Returning to Wendell Berry’s “The Pleasures of Eating,” to end the essay he provides some guidelines on how to eat better if you live in a city or other location where growing your own food just isn’t feasible. Rule #3 begins: “Learn the origins of the food you buy, and buy the food that is produced closest to your home.” And Rule #4: “Whenever possible, deal directly with a local farmer, gardener, or orchardist.” Simply put, don’t go to national chain places, but instead, as the Alabama Farmers Market Authority would tell us, “Buy Local.”
One of my New Year’s resolutions for the past two years has been to do a better job of buying local produce at farmers markets, and I’ll admit that I haven’t done such a good job.
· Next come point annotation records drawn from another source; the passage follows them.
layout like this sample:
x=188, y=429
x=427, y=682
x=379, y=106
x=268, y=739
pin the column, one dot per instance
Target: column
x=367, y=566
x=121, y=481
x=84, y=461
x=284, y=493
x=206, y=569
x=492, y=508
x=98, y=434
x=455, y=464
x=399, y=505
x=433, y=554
I will also admit that my children, who are ages 7 and 4 now, love fast food as much as any kid in America, and it takes real resolve from my wife and I to stay away from that stuff. I want not only to eat better food myself, but also to raise them with the kinds of habits that will carry them through “Fast Food Nation” with fewer bad habits. My wife and I once chipped in for part of a share from nearby Red Root Farm, and though we loved having it, our laziness got the best of us and we let it go . . . Shame on us!
This way of eating is also a way of life rich in benefits that many advocates would proclaim we are denying ourselves; going back to Wendell Berry, in another essay from The Art of the Commonplace, “People, Land and Community,” he writes:
Without community, the good work of a single farmer or a single family will not mean much or last long. For good farming to last, it must occur in a good farming community— that is, a neighborhood of people who know each other, who understand their mutual dependences, and who place a proper value on good farming. (189)
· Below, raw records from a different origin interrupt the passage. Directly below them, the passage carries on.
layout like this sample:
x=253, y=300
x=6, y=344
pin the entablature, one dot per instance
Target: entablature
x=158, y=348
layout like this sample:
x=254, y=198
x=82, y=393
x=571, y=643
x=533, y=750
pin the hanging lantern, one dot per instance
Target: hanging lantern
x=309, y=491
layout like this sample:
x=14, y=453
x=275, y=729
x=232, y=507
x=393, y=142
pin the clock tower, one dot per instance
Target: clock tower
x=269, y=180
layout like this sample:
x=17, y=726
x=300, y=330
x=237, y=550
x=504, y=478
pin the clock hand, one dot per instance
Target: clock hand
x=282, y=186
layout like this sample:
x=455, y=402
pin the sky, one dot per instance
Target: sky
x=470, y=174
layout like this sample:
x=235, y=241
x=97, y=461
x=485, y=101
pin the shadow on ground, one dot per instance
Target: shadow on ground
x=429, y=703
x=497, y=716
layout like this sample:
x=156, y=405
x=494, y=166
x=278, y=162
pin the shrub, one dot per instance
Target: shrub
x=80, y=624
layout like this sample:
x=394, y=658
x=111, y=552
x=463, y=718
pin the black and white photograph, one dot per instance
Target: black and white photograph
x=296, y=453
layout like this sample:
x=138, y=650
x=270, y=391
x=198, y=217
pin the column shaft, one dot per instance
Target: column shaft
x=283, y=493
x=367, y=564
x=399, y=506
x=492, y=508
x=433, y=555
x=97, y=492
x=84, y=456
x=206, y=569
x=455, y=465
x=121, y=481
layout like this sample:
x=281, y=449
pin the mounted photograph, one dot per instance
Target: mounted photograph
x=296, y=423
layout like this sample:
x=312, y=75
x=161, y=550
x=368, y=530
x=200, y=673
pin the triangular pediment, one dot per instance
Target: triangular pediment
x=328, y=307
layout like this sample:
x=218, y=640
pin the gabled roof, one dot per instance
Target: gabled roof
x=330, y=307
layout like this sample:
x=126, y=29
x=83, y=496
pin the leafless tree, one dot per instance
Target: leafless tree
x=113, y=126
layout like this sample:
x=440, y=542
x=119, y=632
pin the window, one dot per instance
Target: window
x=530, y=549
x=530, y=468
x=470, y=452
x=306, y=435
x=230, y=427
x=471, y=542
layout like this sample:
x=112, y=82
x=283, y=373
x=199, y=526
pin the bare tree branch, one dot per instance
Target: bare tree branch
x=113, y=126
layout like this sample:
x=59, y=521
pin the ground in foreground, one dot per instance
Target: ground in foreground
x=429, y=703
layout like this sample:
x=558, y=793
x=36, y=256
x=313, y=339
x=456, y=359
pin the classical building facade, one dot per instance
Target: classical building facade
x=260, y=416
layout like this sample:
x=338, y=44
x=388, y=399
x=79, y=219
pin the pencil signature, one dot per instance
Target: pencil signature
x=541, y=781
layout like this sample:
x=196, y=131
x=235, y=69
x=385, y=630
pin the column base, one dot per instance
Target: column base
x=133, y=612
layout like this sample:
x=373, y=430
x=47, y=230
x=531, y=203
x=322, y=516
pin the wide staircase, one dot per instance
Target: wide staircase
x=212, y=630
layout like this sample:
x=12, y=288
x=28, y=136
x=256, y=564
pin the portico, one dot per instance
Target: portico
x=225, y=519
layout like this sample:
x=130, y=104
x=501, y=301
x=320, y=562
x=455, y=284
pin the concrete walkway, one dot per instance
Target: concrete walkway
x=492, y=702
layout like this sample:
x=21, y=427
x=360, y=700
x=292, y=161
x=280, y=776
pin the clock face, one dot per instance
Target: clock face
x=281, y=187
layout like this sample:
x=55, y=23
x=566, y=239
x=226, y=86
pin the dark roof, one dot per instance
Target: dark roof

After all, where do Southerners gather when it is time for community? Around the table for a meal. Whether visiting with family after church, celebrating a holiday (like Thanksgiving today), getting married, or mourning the loss of a loved one, Southerners wouldn’t dream of doing those things without food. The first thing that any Southern woman is going to ask when she hears about an occasion is “What can I bring?”
Just imagine the improvements to the health of the people of the Deep South if we cut out all that damned fast food, processed crap from chain restaurants, boxed and frozen dinners in the grocery store, and other greasy fried foods. We in the Deep South could change our lives, our communities and our economy by returning a way of life that our forebears once enjoyed without question. However, I do have to admit my own weakness for one terribly unhealthy food that I don’t ever intend to give up: really good, freshly cooked fried chicken; it’d break my heart to give it up totally, so I won’t do it— but I also know that I can’t live on it. (Even though I wish I could.) But I would tell anyone, do a little research on fast food and processed food and it’ll help you stay away from it when you see what it’s all about.
Now, get off the computer! It’s Thanksgiving! Go spend time with your family.